Then the master said to her,
“Have you obtained, Gotami, the mustard seed?”
“Finished, sir, is the matter of the mustard seed” she said.
“You have indeed restored me.”

And the master then uttered this verse:
A person with a mind that clings,
Deranged, to sons or possessions,
Is swept away by death that comes
— Like mighty flood to sleeping town.

At the conclusion of this verse, confirmed in the fruit of stream-entry…”

Buddha did not ask the lady to come sit down and meditate on this materiality, that mentality etc.

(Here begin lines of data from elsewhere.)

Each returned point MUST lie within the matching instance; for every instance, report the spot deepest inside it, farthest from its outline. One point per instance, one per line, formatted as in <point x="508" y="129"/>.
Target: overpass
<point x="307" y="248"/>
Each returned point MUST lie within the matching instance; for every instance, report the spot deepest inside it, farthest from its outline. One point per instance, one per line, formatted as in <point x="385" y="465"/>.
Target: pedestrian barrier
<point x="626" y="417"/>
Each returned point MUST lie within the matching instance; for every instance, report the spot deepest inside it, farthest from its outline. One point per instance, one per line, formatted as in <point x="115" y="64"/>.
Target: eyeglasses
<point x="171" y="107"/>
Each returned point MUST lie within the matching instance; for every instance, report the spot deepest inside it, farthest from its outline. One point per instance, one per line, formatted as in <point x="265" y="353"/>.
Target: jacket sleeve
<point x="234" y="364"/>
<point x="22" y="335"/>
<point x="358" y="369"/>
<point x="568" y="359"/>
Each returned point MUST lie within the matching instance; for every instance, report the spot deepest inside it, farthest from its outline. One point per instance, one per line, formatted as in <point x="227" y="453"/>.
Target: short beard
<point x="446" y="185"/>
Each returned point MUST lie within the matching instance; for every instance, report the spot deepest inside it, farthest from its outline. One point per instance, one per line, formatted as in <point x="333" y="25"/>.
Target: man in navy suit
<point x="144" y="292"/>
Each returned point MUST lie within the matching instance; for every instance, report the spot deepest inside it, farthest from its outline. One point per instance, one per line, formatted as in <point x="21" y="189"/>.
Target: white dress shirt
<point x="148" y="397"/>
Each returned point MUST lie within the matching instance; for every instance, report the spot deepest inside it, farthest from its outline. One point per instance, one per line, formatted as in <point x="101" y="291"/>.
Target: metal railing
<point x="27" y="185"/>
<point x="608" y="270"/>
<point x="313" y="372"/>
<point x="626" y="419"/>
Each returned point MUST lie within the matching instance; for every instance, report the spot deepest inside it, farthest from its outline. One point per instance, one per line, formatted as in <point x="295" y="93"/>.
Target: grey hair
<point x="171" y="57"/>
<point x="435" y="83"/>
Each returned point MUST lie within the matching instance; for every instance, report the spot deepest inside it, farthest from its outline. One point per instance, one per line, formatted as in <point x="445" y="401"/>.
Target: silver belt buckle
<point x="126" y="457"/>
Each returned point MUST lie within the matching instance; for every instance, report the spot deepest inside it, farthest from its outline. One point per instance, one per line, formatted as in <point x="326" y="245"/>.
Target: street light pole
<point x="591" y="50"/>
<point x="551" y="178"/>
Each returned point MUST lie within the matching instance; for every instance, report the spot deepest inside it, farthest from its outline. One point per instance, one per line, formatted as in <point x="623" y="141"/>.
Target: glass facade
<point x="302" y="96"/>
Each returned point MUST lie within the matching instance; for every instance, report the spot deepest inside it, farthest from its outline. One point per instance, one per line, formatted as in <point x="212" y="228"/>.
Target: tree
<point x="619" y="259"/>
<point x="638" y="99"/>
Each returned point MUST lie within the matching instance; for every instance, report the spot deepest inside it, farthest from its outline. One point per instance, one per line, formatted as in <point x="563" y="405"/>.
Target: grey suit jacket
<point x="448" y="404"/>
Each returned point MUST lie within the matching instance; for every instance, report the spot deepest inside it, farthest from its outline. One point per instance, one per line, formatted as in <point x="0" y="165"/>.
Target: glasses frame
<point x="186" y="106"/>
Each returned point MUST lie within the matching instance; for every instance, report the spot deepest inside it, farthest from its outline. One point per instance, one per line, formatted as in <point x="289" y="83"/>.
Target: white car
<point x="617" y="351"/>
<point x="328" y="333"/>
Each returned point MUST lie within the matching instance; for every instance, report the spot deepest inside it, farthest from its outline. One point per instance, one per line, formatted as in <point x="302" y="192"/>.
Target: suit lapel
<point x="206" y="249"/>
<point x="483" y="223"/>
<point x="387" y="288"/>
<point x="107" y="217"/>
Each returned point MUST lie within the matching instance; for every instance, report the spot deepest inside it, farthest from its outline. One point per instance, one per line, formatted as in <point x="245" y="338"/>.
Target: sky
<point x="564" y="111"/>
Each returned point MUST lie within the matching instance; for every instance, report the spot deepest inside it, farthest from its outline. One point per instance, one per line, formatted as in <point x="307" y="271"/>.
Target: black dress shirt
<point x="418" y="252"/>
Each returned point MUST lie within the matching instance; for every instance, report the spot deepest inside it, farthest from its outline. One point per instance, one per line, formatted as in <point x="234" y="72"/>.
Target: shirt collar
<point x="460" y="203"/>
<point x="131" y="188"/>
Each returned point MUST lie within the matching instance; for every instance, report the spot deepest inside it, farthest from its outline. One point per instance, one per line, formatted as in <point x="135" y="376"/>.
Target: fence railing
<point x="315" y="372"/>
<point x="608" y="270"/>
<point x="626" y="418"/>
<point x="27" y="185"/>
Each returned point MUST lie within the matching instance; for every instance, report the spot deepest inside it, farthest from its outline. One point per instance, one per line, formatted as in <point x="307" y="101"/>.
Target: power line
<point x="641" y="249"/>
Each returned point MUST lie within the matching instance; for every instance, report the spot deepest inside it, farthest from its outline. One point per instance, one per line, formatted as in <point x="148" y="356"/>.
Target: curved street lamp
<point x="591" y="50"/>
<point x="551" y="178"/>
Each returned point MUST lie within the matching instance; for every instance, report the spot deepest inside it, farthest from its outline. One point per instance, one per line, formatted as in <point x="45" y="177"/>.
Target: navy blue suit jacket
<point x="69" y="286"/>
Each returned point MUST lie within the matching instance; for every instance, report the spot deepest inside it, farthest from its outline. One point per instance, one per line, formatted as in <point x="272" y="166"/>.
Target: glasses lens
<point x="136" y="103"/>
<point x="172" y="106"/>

Another example from the suttas…A rich man’s son Yasha had wandered off into the monastery where Buddha was staying. Yasha listened to the dhamma delivered by the Buddha and attained stream entry. Rich man was frantically searching for his beloved son and arrived at the monastery where Buddha was staying. Buddha wielded his supernatural power to shield his son from the rich man’s vision and delivered a desana to the rich man. Upon listening to the desana, the rich man attained stream entry and his son, Arahantship. Nowhere did the Buddha give both of them the instruction to sit down and meditate on this and that. Even if the Buddha did, what is the likelihood that both of them could observe physical and mental phenomena and their relationship in such a short span of time and attain path and fruition?